The balance sheet of an actor is intended to maintain the list of items belonging to that agent, their assets, their liabilities, and their other contracts, e.g. the tangible assets of the agent, the agent’s debt, or their contract to share certain information with another agent.
Contracts are a commitment by an agent, usually involving a counterparty. The commitment defines actions which have to be taken by the agent at a certain time, e.g. to transfer a quantity of a good to another agent. ESL shall, however, also allow for more sophisticated designs, such as smart contracts which specify conditional clauses that become effective contingent upon certain events. Contracts may effect changes to the agent’s balance sheets, e.g. transferring an asset from one agent to another; ensuring consistency is of paramount importance in this operation.
As long as a user writes their contracts to our API specifications, then ESL automatically handles the manipulation of agent balance sheets in the background. This will allow users to ignore the implementation details of balance sheet manipulation and focus on the nuances of their model.

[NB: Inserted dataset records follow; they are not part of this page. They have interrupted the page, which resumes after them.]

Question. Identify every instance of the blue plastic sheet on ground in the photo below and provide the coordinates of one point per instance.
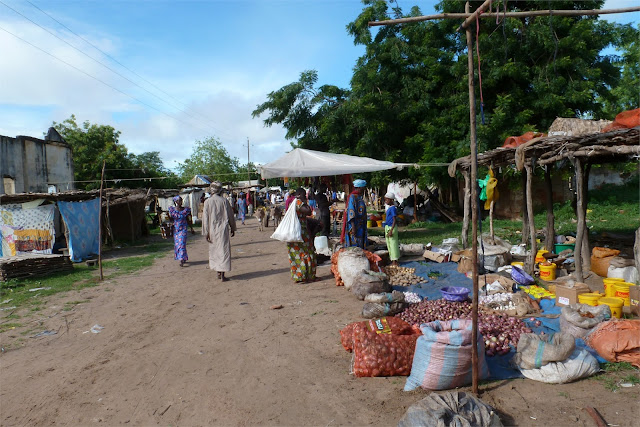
(500, 367)
(449, 276)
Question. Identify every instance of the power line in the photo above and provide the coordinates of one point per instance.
(102, 64)
(118, 62)
(98, 80)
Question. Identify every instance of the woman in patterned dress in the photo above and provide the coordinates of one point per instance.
(181, 218)
(302, 255)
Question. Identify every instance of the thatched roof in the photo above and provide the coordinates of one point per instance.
(615, 146)
(115, 195)
(576, 127)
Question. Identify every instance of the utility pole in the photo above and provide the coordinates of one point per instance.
(249, 176)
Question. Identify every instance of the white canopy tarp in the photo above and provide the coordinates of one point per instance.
(300, 163)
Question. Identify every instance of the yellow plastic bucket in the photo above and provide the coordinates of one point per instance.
(615, 304)
(622, 291)
(548, 272)
(539, 257)
(609, 290)
(590, 298)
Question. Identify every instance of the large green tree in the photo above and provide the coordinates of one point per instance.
(93, 144)
(209, 157)
(408, 98)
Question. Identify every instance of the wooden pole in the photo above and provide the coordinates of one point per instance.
(532, 227)
(491, 232)
(415, 201)
(474, 210)
(577, 254)
(523, 14)
(551, 234)
(467, 209)
(525, 216)
(104, 162)
(586, 254)
(472, 17)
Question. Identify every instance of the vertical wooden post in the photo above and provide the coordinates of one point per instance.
(551, 234)
(474, 209)
(577, 254)
(532, 227)
(525, 216)
(491, 232)
(100, 221)
(467, 209)
(586, 254)
(415, 201)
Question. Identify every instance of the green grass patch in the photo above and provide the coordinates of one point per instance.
(81, 277)
(9, 326)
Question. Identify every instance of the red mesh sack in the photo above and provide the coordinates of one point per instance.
(382, 355)
(386, 325)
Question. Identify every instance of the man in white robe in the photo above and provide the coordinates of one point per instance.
(218, 225)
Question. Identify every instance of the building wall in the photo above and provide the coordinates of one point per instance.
(34, 163)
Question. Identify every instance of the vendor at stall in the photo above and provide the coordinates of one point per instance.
(354, 223)
(391, 228)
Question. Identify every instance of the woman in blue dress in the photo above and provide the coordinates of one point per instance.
(181, 219)
(354, 222)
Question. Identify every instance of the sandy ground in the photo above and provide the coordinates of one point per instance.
(180, 348)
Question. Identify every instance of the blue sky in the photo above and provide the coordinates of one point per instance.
(215, 60)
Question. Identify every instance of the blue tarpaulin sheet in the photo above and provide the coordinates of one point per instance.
(500, 367)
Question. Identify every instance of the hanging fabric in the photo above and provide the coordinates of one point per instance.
(82, 221)
(28, 230)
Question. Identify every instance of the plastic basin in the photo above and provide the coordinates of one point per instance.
(455, 293)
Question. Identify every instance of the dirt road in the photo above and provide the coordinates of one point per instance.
(181, 348)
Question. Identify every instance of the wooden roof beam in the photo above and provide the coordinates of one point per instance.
(507, 15)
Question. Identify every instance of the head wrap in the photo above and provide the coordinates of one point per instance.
(215, 187)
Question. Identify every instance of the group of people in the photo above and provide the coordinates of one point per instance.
(219, 225)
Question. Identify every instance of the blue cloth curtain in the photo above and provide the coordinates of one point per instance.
(82, 221)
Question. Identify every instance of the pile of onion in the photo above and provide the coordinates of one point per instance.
(498, 332)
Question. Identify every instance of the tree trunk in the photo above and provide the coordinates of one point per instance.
(532, 228)
(581, 219)
(525, 216)
(550, 235)
(467, 210)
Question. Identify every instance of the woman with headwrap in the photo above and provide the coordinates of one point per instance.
(354, 222)
(181, 219)
(391, 227)
(218, 226)
(302, 255)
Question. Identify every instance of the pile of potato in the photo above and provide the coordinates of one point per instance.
(403, 276)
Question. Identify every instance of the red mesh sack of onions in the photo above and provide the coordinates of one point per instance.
(386, 325)
(382, 354)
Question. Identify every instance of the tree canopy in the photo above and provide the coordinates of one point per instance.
(408, 98)
(94, 144)
(209, 157)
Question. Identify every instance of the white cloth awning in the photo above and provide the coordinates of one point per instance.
(300, 163)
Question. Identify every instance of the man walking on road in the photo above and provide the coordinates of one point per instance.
(218, 225)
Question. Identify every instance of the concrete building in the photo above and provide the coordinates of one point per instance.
(29, 164)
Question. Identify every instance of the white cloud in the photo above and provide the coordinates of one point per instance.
(40, 89)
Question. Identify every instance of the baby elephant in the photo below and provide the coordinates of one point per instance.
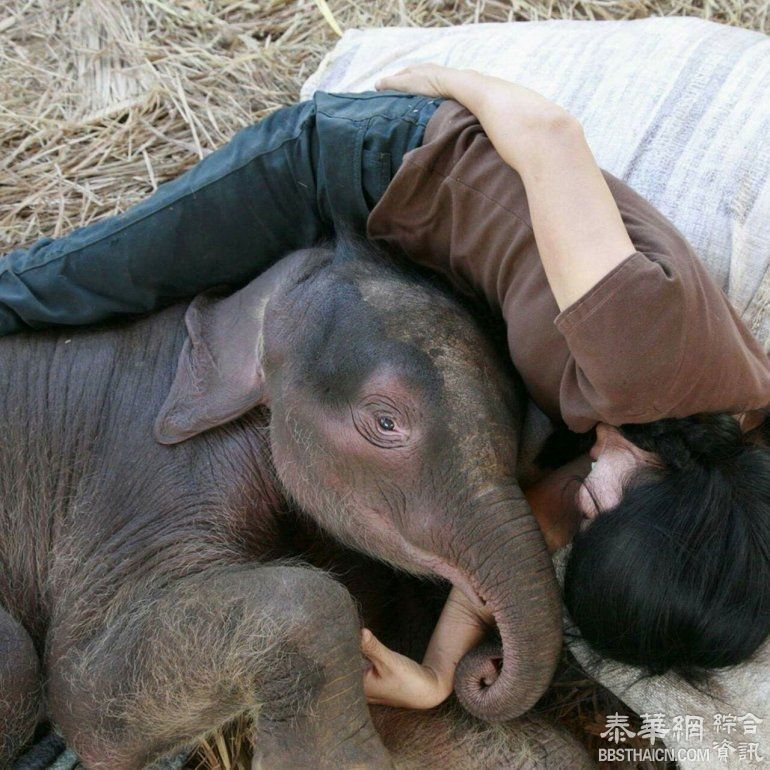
(147, 469)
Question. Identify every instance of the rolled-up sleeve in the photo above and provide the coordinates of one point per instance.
(657, 338)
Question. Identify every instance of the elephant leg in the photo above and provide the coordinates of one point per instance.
(448, 738)
(19, 688)
(277, 643)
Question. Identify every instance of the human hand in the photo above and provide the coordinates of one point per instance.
(521, 124)
(427, 79)
(395, 680)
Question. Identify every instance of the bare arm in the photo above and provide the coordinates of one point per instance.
(395, 680)
(579, 231)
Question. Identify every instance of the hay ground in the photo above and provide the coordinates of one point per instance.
(102, 100)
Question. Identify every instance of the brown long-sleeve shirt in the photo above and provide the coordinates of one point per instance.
(654, 338)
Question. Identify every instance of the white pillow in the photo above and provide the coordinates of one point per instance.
(679, 108)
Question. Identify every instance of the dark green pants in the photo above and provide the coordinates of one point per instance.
(300, 175)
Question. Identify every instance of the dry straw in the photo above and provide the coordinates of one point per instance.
(102, 100)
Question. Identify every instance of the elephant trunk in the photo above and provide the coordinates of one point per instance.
(511, 570)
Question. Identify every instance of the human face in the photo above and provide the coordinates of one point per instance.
(615, 460)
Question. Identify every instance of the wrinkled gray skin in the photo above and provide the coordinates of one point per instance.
(144, 578)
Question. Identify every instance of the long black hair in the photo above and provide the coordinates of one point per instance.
(677, 575)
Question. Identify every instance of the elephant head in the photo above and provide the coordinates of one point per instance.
(393, 422)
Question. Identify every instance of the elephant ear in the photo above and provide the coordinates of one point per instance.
(219, 374)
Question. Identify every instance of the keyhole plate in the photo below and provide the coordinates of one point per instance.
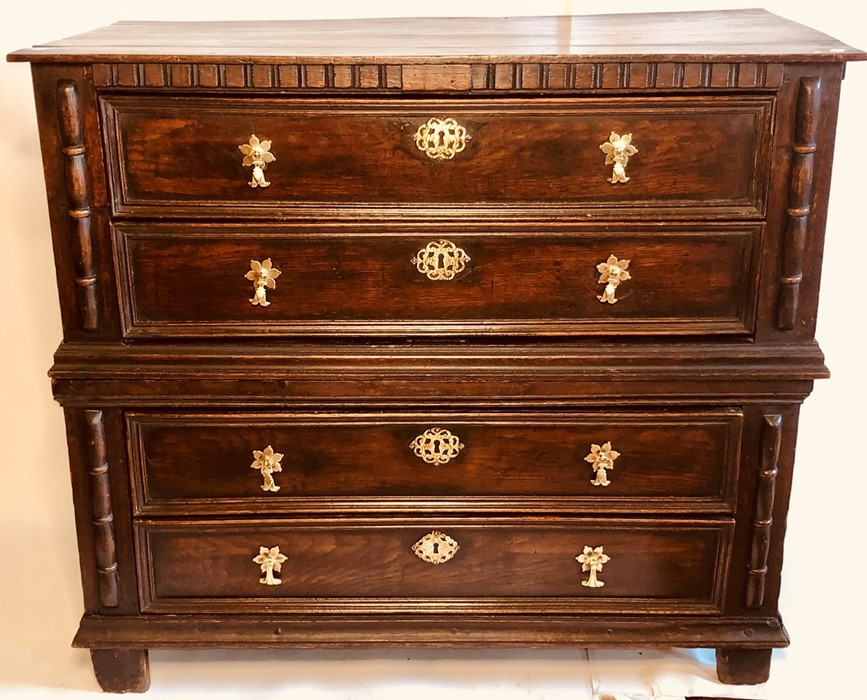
(437, 446)
(435, 547)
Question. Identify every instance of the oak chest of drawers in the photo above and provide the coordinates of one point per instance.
(499, 342)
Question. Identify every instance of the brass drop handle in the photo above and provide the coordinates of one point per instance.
(611, 273)
(269, 561)
(618, 150)
(262, 275)
(440, 260)
(592, 559)
(602, 458)
(436, 446)
(257, 154)
(435, 547)
(441, 138)
(267, 462)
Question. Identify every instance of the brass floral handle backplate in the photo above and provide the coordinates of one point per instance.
(618, 150)
(257, 154)
(611, 273)
(269, 561)
(267, 462)
(602, 458)
(592, 559)
(262, 275)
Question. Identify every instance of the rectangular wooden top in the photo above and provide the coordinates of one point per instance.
(696, 36)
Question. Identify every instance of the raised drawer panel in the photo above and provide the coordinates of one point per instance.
(190, 280)
(203, 463)
(369, 565)
(696, 156)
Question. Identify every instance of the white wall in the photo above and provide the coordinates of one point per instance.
(822, 583)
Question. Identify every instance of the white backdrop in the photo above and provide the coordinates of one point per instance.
(39, 587)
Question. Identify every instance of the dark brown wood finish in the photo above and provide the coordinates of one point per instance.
(731, 34)
(186, 280)
(171, 378)
(121, 670)
(521, 566)
(183, 153)
(669, 461)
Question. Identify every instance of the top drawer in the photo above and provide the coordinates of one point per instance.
(695, 156)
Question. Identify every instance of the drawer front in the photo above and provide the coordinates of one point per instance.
(604, 462)
(202, 281)
(370, 565)
(694, 155)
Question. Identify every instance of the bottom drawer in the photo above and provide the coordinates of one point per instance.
(490, 564)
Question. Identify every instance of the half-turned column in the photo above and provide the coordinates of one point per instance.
(102, 517)
(799, 203)
(78, 194)
(763, 512)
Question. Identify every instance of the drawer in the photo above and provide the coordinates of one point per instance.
(207, 463)
(201, 280)
(695, 156)
(520, 566)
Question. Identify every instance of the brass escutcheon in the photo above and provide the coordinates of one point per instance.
(440, 260)
(436, 446)
(435, 547)
(441, 138)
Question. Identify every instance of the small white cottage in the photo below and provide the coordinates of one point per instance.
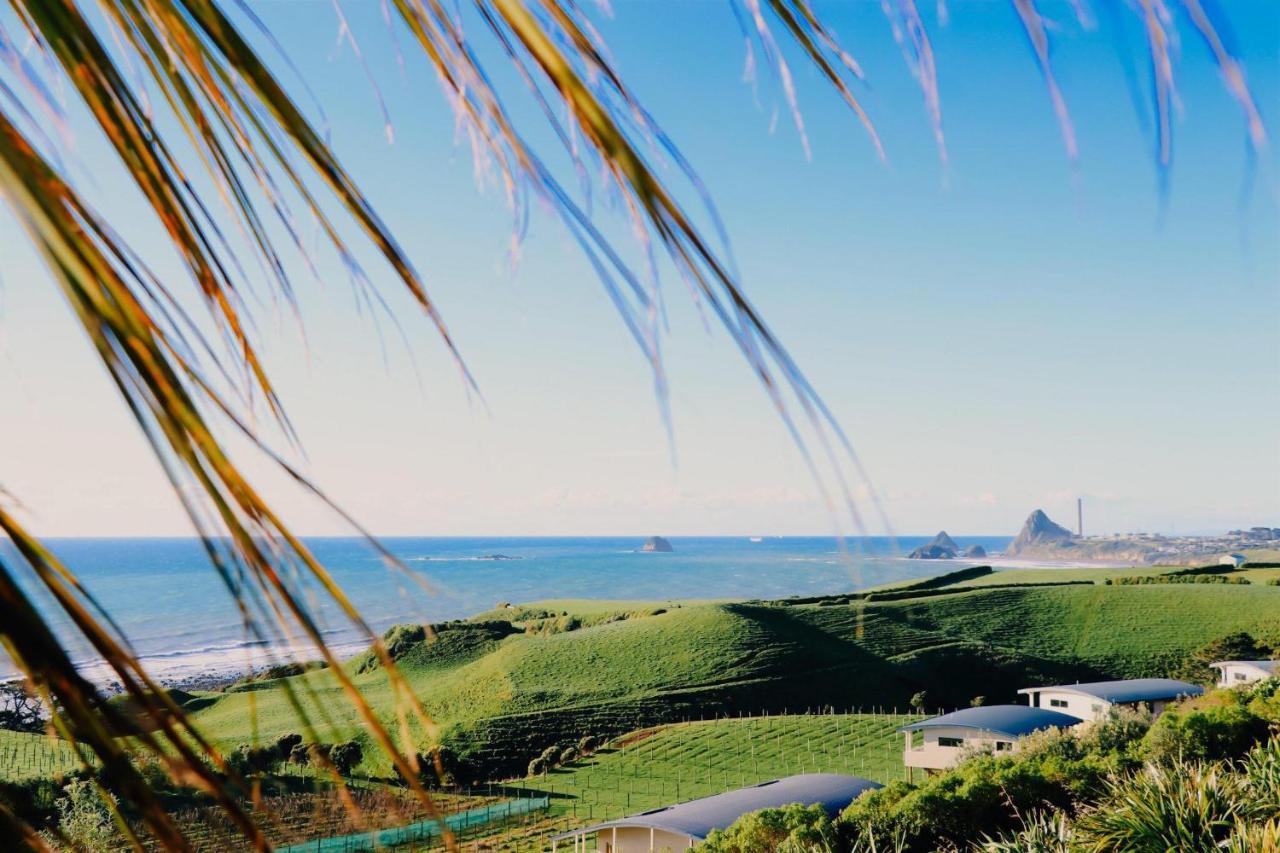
(1237, 673)
(940, 743)
(1093, 701)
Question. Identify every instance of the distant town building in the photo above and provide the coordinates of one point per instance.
(942, 742)
(1238, 673)
(679, 828)
(1093, 701)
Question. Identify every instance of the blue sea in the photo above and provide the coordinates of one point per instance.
(181, 619)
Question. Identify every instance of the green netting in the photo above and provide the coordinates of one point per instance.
(421, 830)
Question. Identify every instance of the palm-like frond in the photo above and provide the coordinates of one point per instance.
(224, 119)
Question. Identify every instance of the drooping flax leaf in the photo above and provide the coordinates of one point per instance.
(237, 123)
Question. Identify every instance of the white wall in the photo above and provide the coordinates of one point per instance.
(1238, 674)
(635, 839)
(1084, 707)
(932, 755)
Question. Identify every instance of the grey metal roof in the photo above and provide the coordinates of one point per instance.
(1266, 666)
(1013, 720)
(1128, 690)
(698, 817)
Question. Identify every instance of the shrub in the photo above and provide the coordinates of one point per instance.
(1165, 807)
(791, 829)
(85, 819)
(346, 756)
(1224, 730)
(1233, 647)
(252, 760)
(300, 753)
(286, 743)
(1041, 833)
(1264, 699)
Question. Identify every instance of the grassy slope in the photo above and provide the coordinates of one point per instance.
(709, 657)
(33, 756)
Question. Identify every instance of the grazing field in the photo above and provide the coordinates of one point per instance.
(515, 680)
(33, 756)
(667, 765)
(685, 761)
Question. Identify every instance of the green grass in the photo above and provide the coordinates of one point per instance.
(631, 666)
(686, 761)
(507, 693)
(33, 756)
(673, 763)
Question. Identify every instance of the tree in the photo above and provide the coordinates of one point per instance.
(19, 710)
(216, 109)
(1233, 647)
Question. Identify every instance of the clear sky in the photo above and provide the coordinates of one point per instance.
(997, 334)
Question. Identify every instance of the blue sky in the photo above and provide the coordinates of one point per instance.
(999, 334)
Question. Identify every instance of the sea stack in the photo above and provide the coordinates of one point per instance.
(1037, 533)
(941, 547)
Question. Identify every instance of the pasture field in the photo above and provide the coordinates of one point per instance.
(667, 765)
(33, 756)
(504, 693)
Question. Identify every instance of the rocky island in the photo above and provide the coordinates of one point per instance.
(657, 543)
(941, 547)
(1043, 539)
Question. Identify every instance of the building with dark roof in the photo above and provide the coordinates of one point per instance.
(1095, 699)
(942, 742)
(684, 825)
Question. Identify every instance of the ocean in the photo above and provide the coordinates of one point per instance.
(182, 621)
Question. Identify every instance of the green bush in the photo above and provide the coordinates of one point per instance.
(791, 829)
(1226, 729)
(252, 760)
(85, 819)
(300, 753)
(286, 743)
(1233, 647)
(1166, 807)
(1132, 580)
(346, 756)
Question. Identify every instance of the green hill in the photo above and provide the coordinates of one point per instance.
(517, 679)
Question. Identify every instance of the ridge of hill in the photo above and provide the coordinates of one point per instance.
(517, 679)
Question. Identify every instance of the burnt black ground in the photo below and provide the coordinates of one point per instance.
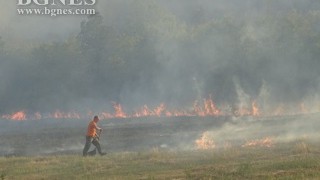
(67, 136)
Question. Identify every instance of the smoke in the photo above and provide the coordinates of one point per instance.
(152, 52)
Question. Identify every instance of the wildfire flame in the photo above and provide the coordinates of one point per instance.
(17, 116)
(205, 142)
(205, 108)
(265, 142)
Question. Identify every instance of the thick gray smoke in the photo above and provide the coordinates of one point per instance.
(149, 52)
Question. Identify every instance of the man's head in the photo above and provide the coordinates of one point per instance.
(95, 118)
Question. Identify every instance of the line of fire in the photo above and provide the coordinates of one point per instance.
(206, 108)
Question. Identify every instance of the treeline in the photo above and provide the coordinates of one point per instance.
(143, 53)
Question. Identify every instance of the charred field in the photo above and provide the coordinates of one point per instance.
(165, 148)
(224, 147)
(67, 136)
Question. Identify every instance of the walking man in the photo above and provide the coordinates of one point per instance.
(92, 137)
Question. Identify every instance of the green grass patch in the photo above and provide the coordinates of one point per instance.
(288, 161)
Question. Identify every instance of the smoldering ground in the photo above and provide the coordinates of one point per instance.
(57, 137)
(152, 52)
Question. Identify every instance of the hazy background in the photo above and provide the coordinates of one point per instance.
(152, 51)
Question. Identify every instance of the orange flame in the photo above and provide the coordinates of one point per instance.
(118, 111)
(17, 116)
(265, 142)
(205, 142)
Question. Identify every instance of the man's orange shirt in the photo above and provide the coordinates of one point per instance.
(92, 127)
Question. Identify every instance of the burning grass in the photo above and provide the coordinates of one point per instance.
(283, 161)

A market acts as a trading ground for contracts and goods. A market collects bid and sell orders for a certain class of items, maintains an order book and operates a matching engine that matches orders. Different choices for matching engines are provided. For example, if a user wishes to have use a continuous double auction, then they can pull our implementation, associate the contracts specific to their model and run the simulation.
Initially, Economic Simulation Library will consist of abstract markets, balance sheets, etc. In order to instantiate a model, a user will need to implement the details of their model by extending the abstract classes. However, as instantiations of these classes are developed, they can be used in other models. For example, once a generic fixed-bond contract is implemented, then users can pull the contract and plug it into their own model. The hope is that once enough instantiations of common components have been implemented, then a researcher with limited programming skills will still be able to develop a complex model by plugging in existing components.
Data Driven, Calibrated and Validated
ESL will eventually help manage the flow and storage of both model generated data as well as real-world data. The user’s models will be grounded by their empirical data. Calibration and validation techniques will permit the user to adjust their model to fall in line with historical data whilst analytic tools will provide the user data on the state of the model during run-time.